Dua orang itu duduk bersila di atas tikar, di tengahnya ada meja kecil berbentuk persegi. Di atas meja, sebuah tungku perunggu dengan anggur hangat di dalamnya.

“Apakah engkau tahu, untuk apa aku mencarimu tengah malam begini?” tanya Kaisar Pertama.

“Bukankah karena mata-mata dari Lembaga Es Hitam mendengar aku sedang makan steamboat, jadi Baginda datang untuk mencicipinya?” Li Chen bercanda, ia menyadari Kaisar Pertama ternyata tidak seperti yang diceritakan dalam sejarah, justru lebih seperti paman di sebelah rumah: berwibawa tapi tetap ramah.

“Kalau masih bercanda seperti itu, akan aku buang ke pinggir jalan, kembali jadi pengemis kecil,” Kaisar Pertama tertawa kecil.

“Silakan Baginda bertanya apapun,” ujar Li Chen, menyadari kalau sudah begini, berarti para mata-mata Lembaga Es Hitam pasti sudah menyelidiki asal usul tubuh barunya sedetail mungkin.

“Setahuku, sejak kecil kau adalah pengemis dan tak pernah meninggalkan Xianyang.
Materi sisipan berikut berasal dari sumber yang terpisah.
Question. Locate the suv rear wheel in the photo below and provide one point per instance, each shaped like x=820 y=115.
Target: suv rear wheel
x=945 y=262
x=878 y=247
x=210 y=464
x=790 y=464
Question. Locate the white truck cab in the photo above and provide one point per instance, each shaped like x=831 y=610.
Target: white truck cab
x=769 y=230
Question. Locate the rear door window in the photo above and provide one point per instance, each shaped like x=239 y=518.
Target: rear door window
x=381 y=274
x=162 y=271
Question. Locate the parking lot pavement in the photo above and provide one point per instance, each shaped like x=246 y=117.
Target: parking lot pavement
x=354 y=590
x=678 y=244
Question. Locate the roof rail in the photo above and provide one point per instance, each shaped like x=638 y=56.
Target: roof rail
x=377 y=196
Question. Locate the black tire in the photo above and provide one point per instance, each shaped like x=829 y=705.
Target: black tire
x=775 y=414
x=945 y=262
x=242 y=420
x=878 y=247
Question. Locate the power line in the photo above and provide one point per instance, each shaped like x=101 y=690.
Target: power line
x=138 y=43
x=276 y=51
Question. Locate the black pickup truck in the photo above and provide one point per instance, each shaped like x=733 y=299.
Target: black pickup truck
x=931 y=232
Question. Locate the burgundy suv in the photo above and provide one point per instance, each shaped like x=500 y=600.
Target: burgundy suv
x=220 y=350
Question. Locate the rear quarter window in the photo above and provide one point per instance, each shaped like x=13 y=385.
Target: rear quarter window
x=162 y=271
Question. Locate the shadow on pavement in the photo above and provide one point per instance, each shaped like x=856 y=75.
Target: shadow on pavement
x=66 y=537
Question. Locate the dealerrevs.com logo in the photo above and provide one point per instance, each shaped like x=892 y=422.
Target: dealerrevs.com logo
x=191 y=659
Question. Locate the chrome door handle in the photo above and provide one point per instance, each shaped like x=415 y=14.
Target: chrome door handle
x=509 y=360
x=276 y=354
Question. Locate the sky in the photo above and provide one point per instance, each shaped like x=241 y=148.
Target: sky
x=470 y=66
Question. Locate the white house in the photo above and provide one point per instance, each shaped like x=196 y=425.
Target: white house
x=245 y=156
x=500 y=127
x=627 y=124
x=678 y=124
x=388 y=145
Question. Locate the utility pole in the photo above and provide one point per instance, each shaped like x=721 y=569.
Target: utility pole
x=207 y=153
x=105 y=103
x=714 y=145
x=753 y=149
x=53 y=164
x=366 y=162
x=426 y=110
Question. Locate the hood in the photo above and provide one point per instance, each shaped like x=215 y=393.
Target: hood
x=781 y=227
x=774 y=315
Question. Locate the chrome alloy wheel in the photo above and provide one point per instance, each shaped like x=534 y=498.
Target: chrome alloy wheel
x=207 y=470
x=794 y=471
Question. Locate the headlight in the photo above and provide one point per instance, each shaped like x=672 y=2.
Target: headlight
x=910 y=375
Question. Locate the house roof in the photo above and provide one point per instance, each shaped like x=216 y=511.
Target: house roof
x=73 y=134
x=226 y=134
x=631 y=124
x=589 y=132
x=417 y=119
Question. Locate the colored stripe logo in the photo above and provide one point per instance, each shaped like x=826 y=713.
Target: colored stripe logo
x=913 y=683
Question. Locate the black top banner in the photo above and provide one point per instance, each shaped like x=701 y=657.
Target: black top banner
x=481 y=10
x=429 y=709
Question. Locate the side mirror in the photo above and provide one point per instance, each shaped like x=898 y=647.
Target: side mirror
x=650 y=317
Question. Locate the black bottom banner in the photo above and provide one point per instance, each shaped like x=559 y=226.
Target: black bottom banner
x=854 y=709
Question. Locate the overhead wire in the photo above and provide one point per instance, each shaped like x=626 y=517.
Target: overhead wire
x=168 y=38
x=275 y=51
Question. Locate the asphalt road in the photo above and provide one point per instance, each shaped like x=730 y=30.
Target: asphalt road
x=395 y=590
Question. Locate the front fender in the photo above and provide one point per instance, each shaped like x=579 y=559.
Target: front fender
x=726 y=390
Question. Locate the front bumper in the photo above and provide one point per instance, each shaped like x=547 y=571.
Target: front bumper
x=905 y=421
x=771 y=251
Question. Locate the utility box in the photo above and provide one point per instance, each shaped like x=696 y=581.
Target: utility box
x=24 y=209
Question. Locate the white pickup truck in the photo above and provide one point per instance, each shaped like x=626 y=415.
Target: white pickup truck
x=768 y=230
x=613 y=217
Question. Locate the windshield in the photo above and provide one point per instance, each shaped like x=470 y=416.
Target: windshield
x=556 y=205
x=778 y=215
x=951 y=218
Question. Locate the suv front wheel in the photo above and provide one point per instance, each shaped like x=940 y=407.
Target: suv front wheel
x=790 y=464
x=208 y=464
Lalu, segala hal aneh dari Desa Keluarga Li—seperti kentang, jagung—semua itu kau dapat dari mana?” Kaisar Pertama mengutarakan rasa penasarannya.

Li Chen tahu, kecuali dia memilih hidup biasa saja dan puas dengan keadaan, segala keanehan yang ia tunjukkan pasti akan menimbulkan kecurigaan. Ia memang sudah menduga situasi seperti ini akan tiba, hanya saja tak menyangka akan datang secepat ini.

“Baginda, kalau masih ada pertanyaan, silakan tanyakan semuanya,” jawab Li Chen dengan tenang.